Moreover, for any $\alpha, \beta \in J$, where $\alpha \neq \beta$, we also have $$A^\prime_\alpha \cap A^\prime_\beta = \emptyset.$$ Thus, $\mathcal{A}$ is a collection of disjoint non-empty sets. So, by the choice axiom, there exists a set $C$ such that $C$ consists of exactly one element from each set in $\mathcal{A}$. That is, for each $\alpha \in J$, the set $C$ consists of exactly one ordered pair $(\alpha, a)$ such that $a \in A_\alpha$. Then the set of all these ordered pairs in $C$ constitutes an element of the Cartesian product $\prod_{\alpha \in J} A_\alpha$.
Am I right?
Conversely, suppose that, for any indexed family $\{A_\alpha\}_{\alpha \in J}$ of non-empty sets, with the index set $J \neq \emptyset$, the Cartesian product $$\prod_{\alpha \in J} A_\alpha$$ is not empty. Let $\mathcal{A}$ be a collection of disjoint non-empty sets. Then, assuming that the collection $\mathcal{A}$ is non-empty, the Cartesian product $$\prod_{A \in \mathcal{A}} A$$ is not empty. Let $$\mathcal{A} \colon= \left\{ \ X_i \ \colon \ i \in I \ \right\},$$ where the index set $I$ is non-empty and, for each $i \in I$, the set $X_i \neq \emptyset$. Then $$\prod_{A \in \mathcal{A}} A = \prod_{i \in I} X_i.$$ Let $x$ be an element of this Cartesian product. Then, by definition,$x \colon I \to \cup_{i \in I} X_i$ (i.e., $x$ is a function with domain $I$ and images in the union $\cap_{i \in I} X_i$) such that $x(i) \in X_i$ for each $i \in I$. Let $C$ be the set $$\left\{ \ x(i) \ \colon \ i \in I \ \right\}.$$ Since for each $i, j \in I$ with $i \neq j$, we have $X_i \cap X_j = \emptyset$, therefore the set $C$ consists of exactly one element from each set in the collection $\mathcal{A}$.

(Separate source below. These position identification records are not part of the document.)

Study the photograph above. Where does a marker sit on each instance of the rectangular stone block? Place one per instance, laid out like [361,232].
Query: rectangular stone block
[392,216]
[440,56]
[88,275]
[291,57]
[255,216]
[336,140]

Is the above proof correct?
Yes, the proof is fine. However, a few small remarks:
If you really want to be thorough, you need to argue why $A_\alpha'\cap A_\beta'=\varnothing$ (namely, each set has ordered pairs with different left coordinate). It's not a big deal, I'm just throwing it out there.
It's not entirely clear why you had to "rewrite" $\cal A$ as a collection of $X_i$'s. If $\prod_{A\in\cal A}A$ is non-empty, and $f$ belongs to that product, then $\operatorname{rng}(f)=C$ is your wanted transversal set. There's no need to go through a renaming process.